Differential expression of matrix metalloproteinases in labial salivary glands of patients with primary Sjögren's syndrome.

Abstract

To determine the enzymatic activity and cellular localization of matrix metalloproteinases (MMPs) 2, 3, and 9 in labial salivary glands from patients with different degrees of severity of primary Sjogren's syndrome (primary SS). Gelatinase activity was determined by zymography and quantified by densitometry. The specificity of MMPs was determined using protease inhibitors and chelators, as well as activators of the latent forms of these enzymes. The cellular localization of MMPs was carried out using monoclonal antibodies that recognize their latent and active forms.
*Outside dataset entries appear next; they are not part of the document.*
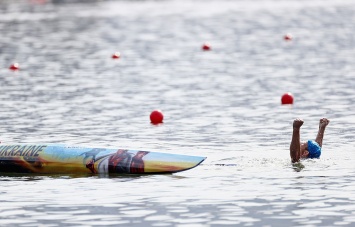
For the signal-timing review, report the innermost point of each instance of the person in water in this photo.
(311, 148)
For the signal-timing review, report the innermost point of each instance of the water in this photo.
(223, 104)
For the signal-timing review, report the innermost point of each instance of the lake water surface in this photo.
(223, 104)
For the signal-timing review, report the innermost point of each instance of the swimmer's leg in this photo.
(322, 125)
(295, 146)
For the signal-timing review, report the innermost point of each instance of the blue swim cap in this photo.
(314, 149)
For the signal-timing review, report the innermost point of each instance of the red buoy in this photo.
(287, 98)
(116, 55)
(14, 66)
(206, 46)
(288, 37)
(156, 117)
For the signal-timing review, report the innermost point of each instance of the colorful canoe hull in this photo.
(57, 158)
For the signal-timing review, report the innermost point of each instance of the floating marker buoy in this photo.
(287, 98)
(206, 46)
(288, 37)
(156, 117)
(14, 66)
(116, 55)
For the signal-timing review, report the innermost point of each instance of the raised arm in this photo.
(295, 146)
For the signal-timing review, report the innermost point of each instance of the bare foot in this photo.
(297, 123)
(323, 122)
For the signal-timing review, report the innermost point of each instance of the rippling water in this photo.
(223, 104)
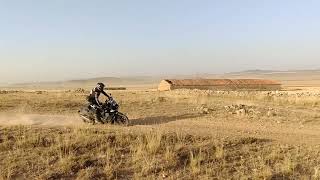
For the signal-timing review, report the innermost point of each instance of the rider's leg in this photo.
(98, 116)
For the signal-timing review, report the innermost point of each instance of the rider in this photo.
(93, 99)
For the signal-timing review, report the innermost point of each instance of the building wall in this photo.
(229, 88)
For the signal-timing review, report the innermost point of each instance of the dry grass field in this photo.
(182, 134)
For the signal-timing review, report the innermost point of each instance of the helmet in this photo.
(100, 86)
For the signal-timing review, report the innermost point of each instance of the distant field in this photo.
(182, 134)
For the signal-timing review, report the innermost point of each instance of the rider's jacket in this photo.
(94, 96)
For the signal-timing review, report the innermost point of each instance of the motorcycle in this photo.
(108, 112)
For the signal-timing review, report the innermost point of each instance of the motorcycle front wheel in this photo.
(121, 119)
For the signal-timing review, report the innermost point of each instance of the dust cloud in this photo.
(36, 119)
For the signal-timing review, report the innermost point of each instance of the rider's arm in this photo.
(96, 97)
(104, 93)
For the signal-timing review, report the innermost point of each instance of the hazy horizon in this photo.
(65, 40)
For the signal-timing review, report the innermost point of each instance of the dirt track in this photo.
(191, 124)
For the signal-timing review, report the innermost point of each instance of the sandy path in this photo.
(220, 128)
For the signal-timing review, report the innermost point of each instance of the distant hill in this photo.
(292, 78)
(89, 83)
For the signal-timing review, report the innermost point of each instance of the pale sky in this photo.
(46, 40)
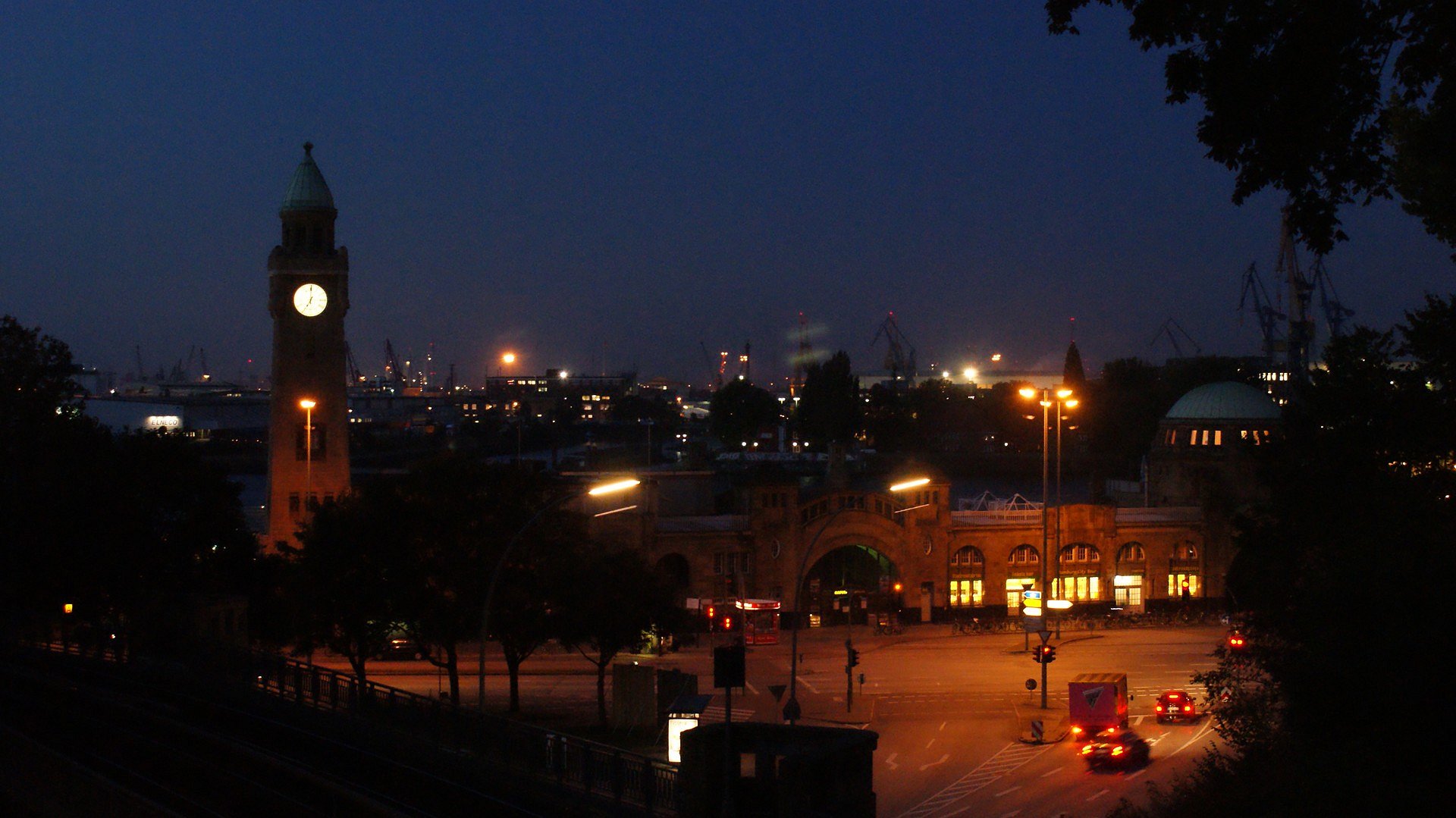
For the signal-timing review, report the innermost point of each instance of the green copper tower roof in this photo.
(308, 190)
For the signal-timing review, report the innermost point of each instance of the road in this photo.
(949, 710)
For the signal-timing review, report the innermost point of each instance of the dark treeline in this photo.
(137, 533)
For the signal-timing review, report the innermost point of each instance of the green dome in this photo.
(1225, 400)
(308, 190)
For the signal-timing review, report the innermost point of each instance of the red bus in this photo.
(761, 620)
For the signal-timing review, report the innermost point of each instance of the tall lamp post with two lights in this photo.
(495, 575)
(308, 403)
(791, 707)
(1049, 398)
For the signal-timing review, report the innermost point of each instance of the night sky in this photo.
(610, 185)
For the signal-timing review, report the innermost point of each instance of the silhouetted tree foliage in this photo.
(1338, 581)
(1331, 102)
(740, 411)
(351, 572)
(617, 600)
(126, 528)
(830, 406)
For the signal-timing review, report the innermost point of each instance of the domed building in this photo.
(1203, 450)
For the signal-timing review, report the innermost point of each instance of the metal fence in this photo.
(618, 775)
(628, 779)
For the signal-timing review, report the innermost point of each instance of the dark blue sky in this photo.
(610, 183)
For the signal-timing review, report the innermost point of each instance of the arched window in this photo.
(970, 556)
(1024, 555)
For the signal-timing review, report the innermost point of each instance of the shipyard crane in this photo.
(1254, 297)
(708, 360)
(899, 353)
(1301, 329)
(394, 373)
(1335, 312)
(1172, 337)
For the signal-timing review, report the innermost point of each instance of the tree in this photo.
(350, 572)
(1335, 102)
(740, 411)
(1360, 506)
(615, 603)
(830, 406)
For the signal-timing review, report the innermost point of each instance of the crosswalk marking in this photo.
(717, 713)
(1006, 760)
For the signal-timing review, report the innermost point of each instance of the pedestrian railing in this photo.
(618, 775)
(631, 781)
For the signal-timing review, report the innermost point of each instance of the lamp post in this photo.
(1063, 400)
(308, 403)
(791, 708)
(1047, 400)
(495, 574)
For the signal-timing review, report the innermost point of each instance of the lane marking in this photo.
(1003, 762)
(924, 767)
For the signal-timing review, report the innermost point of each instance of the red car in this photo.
(1175, 707)
(1119, 747)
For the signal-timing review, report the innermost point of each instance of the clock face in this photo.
(310, 299)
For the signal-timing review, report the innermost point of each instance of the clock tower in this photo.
(308, 296)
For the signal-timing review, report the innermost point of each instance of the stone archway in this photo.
(851, 580)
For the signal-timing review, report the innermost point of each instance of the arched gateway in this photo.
(868, 541)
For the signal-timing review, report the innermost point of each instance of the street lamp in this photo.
(791, 707)
(495, 575)
(308, 403)
(1049, 400)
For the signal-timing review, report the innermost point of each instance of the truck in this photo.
(1097, 702)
Labial glands from control subjects and patients showed gelatinase activity for MMP-2 and MMP-9. Activation studies revealed that both enzymes were predominantly present in their latent forms. The highest levels of MMP-9 activity were detected in patients with severe, active, primary SS (except for patients with severe clinical symptoms for extended periods) and correlated with structural and functional glandular changes. MMP-2 activity was almost the same in patients and controls. MMPs were detected by immunolocalization only in acinar and ductal cells and were homogeneously distributed throughout patients' glands. MMP-2 and MMP-9 expression paralleled their gelatinase activity. MMP-3, detectable only with immunologic methods, was absent in control subjects but abundantly expressed in patients. Importantly, MMP protein levels in acinar and ductal cells were independent of either the presence or the proximity of mononuclear infiltrate cells. MMP-3 and MMP-9 expression, as well as MMP-9 catalytic activity, were increased in tissue samples from SS patients in a manner that correlated with the severity of the disease. Most important, increased MMP activity stemmed from exocrine epithelial cells and was not due to infiltrating lymphocytes. Thus, changes in salivary glands as a consequence of proteolysis may lead to severe glandular destruction.